The fire chief reports that emotions seem to be subsiding and that a good dialog has begun over the issue. "We've had some meetings and we've learned a lot from each other," he said.
Pugel points out that time is of the essence. "If you look at building permits, you can see that construction activity has pretty much come to a halt," he said.
According to town statistics, there were a total of 243 construction starts in 2000, including single family, manufactured homes, multi-family and commercial. This compares with 281 starts in 1999 and 235 in 1998. The highest number of starts since 1985 was 390 in 1997.
"The council needs to move fast ... to get our economy on track," Pugel said. If that happens, his group will "pull back" the petition initiative.

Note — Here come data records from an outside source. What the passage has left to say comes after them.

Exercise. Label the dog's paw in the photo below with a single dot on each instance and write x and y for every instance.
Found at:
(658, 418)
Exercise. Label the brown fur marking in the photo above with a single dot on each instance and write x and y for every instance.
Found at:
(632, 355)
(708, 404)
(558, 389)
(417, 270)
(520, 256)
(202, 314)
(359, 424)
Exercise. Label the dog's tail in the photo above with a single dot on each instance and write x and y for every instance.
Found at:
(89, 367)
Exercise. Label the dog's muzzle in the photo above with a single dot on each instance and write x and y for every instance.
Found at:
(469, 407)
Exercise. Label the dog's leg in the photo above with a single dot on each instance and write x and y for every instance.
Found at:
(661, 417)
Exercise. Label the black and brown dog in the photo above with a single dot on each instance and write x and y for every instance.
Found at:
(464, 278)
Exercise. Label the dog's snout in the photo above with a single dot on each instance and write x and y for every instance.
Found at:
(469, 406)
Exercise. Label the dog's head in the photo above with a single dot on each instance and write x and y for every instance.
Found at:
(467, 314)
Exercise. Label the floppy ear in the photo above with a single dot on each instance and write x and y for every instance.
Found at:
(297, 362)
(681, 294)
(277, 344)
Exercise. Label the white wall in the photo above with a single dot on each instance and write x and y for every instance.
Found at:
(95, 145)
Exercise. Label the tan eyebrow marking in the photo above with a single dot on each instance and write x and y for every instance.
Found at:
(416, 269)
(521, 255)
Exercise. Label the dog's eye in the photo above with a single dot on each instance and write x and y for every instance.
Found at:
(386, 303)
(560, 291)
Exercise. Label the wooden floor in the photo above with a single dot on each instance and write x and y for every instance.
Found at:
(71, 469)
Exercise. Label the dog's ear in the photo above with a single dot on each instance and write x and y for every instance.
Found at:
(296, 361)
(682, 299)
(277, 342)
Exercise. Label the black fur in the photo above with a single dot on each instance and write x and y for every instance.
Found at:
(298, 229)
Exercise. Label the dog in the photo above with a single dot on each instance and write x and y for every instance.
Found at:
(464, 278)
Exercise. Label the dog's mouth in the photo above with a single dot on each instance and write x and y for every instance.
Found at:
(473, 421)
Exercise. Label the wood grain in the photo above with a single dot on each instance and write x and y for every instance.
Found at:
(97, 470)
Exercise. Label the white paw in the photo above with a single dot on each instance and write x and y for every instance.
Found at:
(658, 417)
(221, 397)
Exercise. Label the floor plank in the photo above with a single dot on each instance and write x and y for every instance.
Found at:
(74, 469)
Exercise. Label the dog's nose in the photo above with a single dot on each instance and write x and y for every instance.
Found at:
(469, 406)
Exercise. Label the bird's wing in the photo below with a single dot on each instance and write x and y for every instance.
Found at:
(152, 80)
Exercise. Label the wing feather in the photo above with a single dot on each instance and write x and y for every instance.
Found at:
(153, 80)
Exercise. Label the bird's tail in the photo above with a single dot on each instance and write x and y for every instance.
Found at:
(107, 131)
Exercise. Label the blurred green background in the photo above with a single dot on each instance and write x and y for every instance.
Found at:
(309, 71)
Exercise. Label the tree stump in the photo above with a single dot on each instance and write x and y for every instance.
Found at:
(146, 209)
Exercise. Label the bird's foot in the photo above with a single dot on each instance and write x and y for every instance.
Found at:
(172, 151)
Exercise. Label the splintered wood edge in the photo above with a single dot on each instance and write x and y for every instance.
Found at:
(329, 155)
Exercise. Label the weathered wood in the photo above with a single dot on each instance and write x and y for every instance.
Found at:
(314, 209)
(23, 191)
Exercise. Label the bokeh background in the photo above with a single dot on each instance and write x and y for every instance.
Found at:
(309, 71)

To do that the group would merely have to send a letter to the town clerk requesting the item be removed from the ballot, according to the Secretary of State's office.
In the meantime, new commercial buildings over 3,000 square feet may not have to have sprinklers depending on occupancies at certain square footages, while residential structures over that threshold will continue to require sprinklers under an ordinance adopted in 1998. Without the 40 percent threshold for remodels and add-ons, the decision to require sprinklers rests with the fire chief and building officials on a case-by-case basis.